Overall, this is a pretty interesting document, both because it helps establish some guidelines for assessing translations in “personnel decisions related to hiring, retention, merit awards, promotion, and tenure.” Seeing that the general line for the past XX years has been that translation could hurt your chances at getting tenure, this is a pretty significant sea change.

Not that it’s my place to speak on such matters, but seriously, it’s about time. I would say more, but I feel like all comments coming to mind are inflammatory, so I’ll let the MLA take over and explain the reasons why translations “should count” as academic practice:

Translation has been an indispensable component of intellectual exchange and development throughout recorded history. Today, the ever-accelerating interaction among cultures and economies in our globalized world is exponentially increasing the need for translation. As more and more postsecondary institutions incorporate translation studies and translator training into their curricula, there is a growing need for faculty members who are scholars and practitioners of translation. Moreover, the translation of a work of literature or scholarship—indeed, of any major cultural document—can have a significant impact on the intellectual community, while the absence of translations impedes the circulation of ideas.

More and more academics are therefore undertaking translation as a component of their professional activity and as a natural extension of their teaching. Whether they translate literary or scholarly works or other cultural documents, they are engaging in an exacting practice, at once critical and creative, that demands lexical precision; detailed knowledge of historical, political, social, and literary contexts; and a nuanced sense of style in both the source language and the target language. It goes without saying that the machine-translation programs available online are woefully inadequate to cope with such demanding texts.

Every translation is an interpretation; each one begins with a critical reading, then expands and ultimately embodies that reading. Given the importance of the endeavor and the expertise required to do it justice, a translation of a literary or scholarly work or another cultural document should be judged as an integral part of the dossiers submitted by candidates for academic positions and by faculty members facing personnel decisions. Institutions thus need to ensure that translations are subject to peer review on the same basis as monographs and other recognized instances of scholarly activity.

Preach it!

What’s really interesting to me is the part “for reviewers.” This is a really complicated situation for most people: if they don’t know the source language, they freak out and believe that it’s impossible to judge the translation; and if they do know the source language, they tend to hone in on nitpicky word choices and freak out. I’m tempted to quote the whole section, but anyone who’s interested can read it for themselves, so instead, here’s the highlights:

All reviewers can to some extent assess the translation’s readability, stylistic qualities, scholarly value, and overall interest to its target audience. In principle (the qualifier is necessary because editors sometimes intervene), every sentence, every word, every punctuation mark represents a deliberate choice by the translator in the attempt to capture not only meaning but also structure, idiom, diction, rhythm, tone, voice, and nuance.
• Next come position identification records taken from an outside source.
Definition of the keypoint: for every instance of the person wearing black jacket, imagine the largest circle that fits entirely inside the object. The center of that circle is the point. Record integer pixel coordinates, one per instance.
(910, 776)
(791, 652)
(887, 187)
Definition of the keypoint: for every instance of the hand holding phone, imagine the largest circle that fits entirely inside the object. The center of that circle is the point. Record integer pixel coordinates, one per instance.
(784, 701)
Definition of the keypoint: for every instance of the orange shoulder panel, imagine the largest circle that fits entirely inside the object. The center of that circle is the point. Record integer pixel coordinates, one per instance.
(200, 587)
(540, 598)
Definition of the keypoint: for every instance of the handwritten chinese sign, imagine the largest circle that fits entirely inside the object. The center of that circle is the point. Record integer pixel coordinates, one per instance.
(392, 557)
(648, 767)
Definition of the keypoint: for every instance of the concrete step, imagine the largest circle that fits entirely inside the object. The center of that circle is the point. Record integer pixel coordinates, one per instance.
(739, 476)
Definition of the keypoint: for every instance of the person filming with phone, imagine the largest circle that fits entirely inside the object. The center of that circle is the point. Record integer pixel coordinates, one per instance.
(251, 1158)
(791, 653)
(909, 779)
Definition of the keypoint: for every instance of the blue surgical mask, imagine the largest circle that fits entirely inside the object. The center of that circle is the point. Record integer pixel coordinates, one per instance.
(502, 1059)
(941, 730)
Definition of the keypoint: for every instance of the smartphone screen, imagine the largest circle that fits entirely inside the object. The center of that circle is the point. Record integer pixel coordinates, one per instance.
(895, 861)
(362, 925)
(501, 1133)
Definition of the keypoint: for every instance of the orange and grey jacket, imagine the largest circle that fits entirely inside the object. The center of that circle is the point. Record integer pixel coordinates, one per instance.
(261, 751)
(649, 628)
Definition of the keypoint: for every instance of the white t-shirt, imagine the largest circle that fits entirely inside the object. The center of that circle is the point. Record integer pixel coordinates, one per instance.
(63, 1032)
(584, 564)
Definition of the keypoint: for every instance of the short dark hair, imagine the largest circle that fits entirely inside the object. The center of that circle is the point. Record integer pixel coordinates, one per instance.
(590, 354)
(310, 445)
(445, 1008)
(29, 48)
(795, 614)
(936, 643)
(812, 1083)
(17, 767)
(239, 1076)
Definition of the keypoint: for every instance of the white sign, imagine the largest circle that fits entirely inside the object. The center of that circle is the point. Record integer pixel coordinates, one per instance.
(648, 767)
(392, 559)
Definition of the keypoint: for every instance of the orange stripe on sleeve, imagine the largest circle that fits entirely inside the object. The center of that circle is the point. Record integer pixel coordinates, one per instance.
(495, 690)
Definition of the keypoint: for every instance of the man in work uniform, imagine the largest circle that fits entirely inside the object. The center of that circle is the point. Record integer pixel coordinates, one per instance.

A translation must occasionally violate the norms of Standard English in order to convey the characteristics and idiosyncrasies of the source text. Reviewers who are not in a position to compare the translation with the source text can nevertheless consider questions such as the following:

Do the translator’s supporting materials and the introduction and critical apparatus accompanying the published work, if any, shed light on the translation challenges involved and on the solutions adopted?

In a work of fiction, does the discursive register correspond to the context? For example, in dialogue, does the tone shift to represent different characters’ voices?

In a work of nonfiction, is there evidence that the translator has appropriately adapted the work to the frame of reference of its new audience? Has the translator sought out and referred to existing English editions of foreign works cited in the source text?

If the work has been translated before, how does the new translation compare with the earlier one(s)? Does it offer new insights or emphases? [. . .]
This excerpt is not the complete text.